Pub Spy’s dad ran a bar for years before the smoking ban and when it was busy, the condensati­on would draw the nicotine from the wallpaper.

It’s as well for The Belle that the only smoke inside is from the fire, judging by the clouds on the windows.

Space is tight here, so we table-surfed, joining another pair of pals who’d come in from the cold.

There’s usually an open coal fire burning in The Belle. It’s that kind of place – like a country bothy in the city. But our table mates told us it had burned out earlier in the evening.
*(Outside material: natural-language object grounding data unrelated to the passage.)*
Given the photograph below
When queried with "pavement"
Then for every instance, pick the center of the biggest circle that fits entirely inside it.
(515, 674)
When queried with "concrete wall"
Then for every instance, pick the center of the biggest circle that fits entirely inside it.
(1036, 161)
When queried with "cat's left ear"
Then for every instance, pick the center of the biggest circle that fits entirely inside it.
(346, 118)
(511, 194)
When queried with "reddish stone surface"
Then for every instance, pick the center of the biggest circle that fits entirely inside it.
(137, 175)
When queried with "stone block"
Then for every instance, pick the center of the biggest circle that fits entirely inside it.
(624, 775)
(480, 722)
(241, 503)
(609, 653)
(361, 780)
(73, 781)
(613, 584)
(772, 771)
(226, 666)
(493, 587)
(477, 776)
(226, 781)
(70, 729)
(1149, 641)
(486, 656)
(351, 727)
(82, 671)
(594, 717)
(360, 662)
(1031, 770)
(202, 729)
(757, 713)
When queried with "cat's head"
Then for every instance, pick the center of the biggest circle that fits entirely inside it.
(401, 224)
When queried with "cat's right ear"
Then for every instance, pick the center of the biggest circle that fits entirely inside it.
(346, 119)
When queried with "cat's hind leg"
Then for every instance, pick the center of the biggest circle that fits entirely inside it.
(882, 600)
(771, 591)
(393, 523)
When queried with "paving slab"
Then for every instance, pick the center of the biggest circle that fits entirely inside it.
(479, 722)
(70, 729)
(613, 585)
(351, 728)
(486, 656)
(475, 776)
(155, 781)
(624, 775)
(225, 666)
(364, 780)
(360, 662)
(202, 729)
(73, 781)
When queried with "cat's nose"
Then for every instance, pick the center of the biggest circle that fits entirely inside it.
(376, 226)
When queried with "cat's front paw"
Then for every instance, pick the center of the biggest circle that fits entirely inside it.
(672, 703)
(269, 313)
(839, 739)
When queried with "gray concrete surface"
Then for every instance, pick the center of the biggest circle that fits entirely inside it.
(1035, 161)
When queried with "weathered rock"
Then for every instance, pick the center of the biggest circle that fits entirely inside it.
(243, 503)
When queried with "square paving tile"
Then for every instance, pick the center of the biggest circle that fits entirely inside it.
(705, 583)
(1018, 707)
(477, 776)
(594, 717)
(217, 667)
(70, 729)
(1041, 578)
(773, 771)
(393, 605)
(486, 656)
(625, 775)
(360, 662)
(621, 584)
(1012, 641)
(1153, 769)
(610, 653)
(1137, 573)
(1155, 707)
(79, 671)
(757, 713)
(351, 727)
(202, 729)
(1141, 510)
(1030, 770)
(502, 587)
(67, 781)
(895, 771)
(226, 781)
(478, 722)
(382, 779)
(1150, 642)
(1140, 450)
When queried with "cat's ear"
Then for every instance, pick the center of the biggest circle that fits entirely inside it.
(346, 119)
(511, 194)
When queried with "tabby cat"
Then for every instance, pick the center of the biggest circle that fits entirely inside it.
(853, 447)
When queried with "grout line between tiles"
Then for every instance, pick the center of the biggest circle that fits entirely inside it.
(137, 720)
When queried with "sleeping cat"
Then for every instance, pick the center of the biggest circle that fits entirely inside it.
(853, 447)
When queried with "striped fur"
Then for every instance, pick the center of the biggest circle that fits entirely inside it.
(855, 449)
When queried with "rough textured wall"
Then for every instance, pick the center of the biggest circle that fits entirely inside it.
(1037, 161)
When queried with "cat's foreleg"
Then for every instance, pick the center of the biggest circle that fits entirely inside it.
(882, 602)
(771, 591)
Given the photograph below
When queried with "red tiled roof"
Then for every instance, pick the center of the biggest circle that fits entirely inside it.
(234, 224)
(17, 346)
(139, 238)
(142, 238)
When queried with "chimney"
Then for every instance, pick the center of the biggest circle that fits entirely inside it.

The place was so busy, staff didn’t bother to relight it.

The Belle is a modest wee hole situated at the foot of Hillhead’s hill, the sort of place you could walk past on a mission to hit up big bevvy barns like Oran Mor and Coopers and not pay a second glance.

It’s an unsung Glasgow gem, with kombucha on draft, if fermented green tea is your thing. There’s no food – apart from crisps, nuts and Tunnock’s tea cakes – and it’s another dog-friendly joint but with hardly enough space to swing a cat. More than a couple of mutts and a place this size will feel like the kennels and they don’t allow them after 7pm as drunks and dugs don’t always go.

The decor is a homely and eclectic mish-mash of brass-rimmed mirrors, higgelty-piggelty pictures, plants and a glass brick wall stealing light into otherwise dusky surroundin­gs.

It’s a vibe vaguely reminiscen­t of the lamented Uisge Beatha, once the best bar in the west end before it was stripped out and sanitised.

And not just because of the jumbly style of the place.

We ended up talking to students about dialects in Scotland, to the man from Manchester who regularly stays in a B&B next door and considers The Belle the hotel bar, and a mysterious guy who claimed to have dated a movie star after a couple of bottles.

When space is this tight, you can’t avoid conversati­on and in these days of couples and friends spending time together tapping on their phones, any pub which has the power to get people talking is the kind of place worth drinking in.

Be prepared to make new friends, if even just for one drink.